7 Tips for Your Mortgage Application


Consumers may only be a year into what analysts are predicting will be the worst recession in modern history.

So it’s a great time to buy a house, right?

The answer may surprise you.

This is a buyer's market. While interest rates for a 30-year fixed mortgage are at 5% and there are now more than 1.9 million homes just waiting to be picked up. And while banks are raising the bar for would-be home buyers, they are looking to make deals.

“Mortgages are available,” says Walter Molony, a spokesperson for the National Association of Realtors. “But banks are asking for higher down payments and higher credit scores before they lend.”

Down Payment Is Just the Start

Just a few years ago, getting a mortgage was about as easy as ordering a pizza. Since the sub-prime mortgage meltdown, though, banks have gotten a lot pickier about those to whom they’re considering lending cash. It’s not always enough to have money for the down payment. Banks want assurances that the property is priced well and buyers will be able to may monthly payments consistently.

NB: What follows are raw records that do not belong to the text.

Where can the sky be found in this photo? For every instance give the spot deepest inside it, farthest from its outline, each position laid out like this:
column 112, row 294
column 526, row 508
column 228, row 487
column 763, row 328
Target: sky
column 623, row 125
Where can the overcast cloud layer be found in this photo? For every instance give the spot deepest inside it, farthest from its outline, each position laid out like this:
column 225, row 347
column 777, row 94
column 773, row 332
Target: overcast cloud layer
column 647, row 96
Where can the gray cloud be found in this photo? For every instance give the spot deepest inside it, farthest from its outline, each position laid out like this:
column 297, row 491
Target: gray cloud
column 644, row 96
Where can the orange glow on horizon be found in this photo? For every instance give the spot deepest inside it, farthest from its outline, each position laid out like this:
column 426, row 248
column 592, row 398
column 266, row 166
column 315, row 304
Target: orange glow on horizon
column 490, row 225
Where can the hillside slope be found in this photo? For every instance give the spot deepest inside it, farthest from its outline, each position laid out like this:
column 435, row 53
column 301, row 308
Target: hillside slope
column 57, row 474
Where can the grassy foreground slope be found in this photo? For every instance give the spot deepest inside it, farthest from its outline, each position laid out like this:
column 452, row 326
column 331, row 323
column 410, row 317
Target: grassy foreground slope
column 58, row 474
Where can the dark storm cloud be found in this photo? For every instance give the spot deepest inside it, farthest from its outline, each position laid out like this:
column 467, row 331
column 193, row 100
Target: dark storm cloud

Here are some helpful hints to make sure that banks view your mortgage application in the best possible light:

Helpful Hint #1: Pay off your debts. Banks will take notice if your debt to available credit ratio is high. Anything over 50% will be a red flag, and if you’re in default on any of your bills they are sure to notice.

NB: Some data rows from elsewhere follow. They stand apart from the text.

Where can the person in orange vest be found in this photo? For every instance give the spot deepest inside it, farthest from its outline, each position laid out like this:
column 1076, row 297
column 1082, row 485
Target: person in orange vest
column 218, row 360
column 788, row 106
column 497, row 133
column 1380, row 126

Helpful Hint #2: The house you can afford may not be the house you want. You may be able to afford the down payment for the place with four bedrooms, two-and-a-half baths, a finished basement and heated pool, but if the monthly payments will wipe you out then you better think twice.

Helpful Hint #3:
Get some help. Crunching the numbers isn’t easy and you might benefit from some coaching from a financial advisor. For example, Manny Alverado, operations specialist for the U.S. Department of Housing and Urban development says that no more than 31% of your total income should go to your mortgage. Then there are property taxes, upkeep, energy costs and about a dozen other things to consider before committing to a new home.

Helpful Hint #4:
Find a good lawyer. If environmentalists considered how much paper went into a real estate closing, they’d probably lobby to outlaw home buying. Getting someone to help you navigate the legal process will help you keep your sanity.

Helpful Hint #5: Don’t be afraid to be conservative. Complex mortgages (like those which only require interest payments for a time or don’t require borrowers to state their income) broke Wall Street so don’t let them break you. A good, old fashioned, conservative mortgage without all the bells and whistles will help you avoid any surprises in the long run.

Helpful Hint #6: Brokers, contractors, appraisers and inspectors travel in packs. One-stop shops tend to be bad news. If your broker introduces you to the mortgage guy who introduces you to a lawyer, you’re essentially relying on the recommendation of one person. It may be convenient, but Alverado maintains that there’s a chance that they’ll be looking out for their own interests rather than yours. It’s important to get references before you decide to work with anyone on buying a house. 

Helpful Hint #7: Look at the comps. In a market like this, where housing prices are falling, banks want to make sure that you’re not paying too much for a house. If they think you are, then you won’t get the loan. So make sure you look at recent comparable sales in your area, so that if the issue ever comes up, you’ll be able to justify an accepted offer.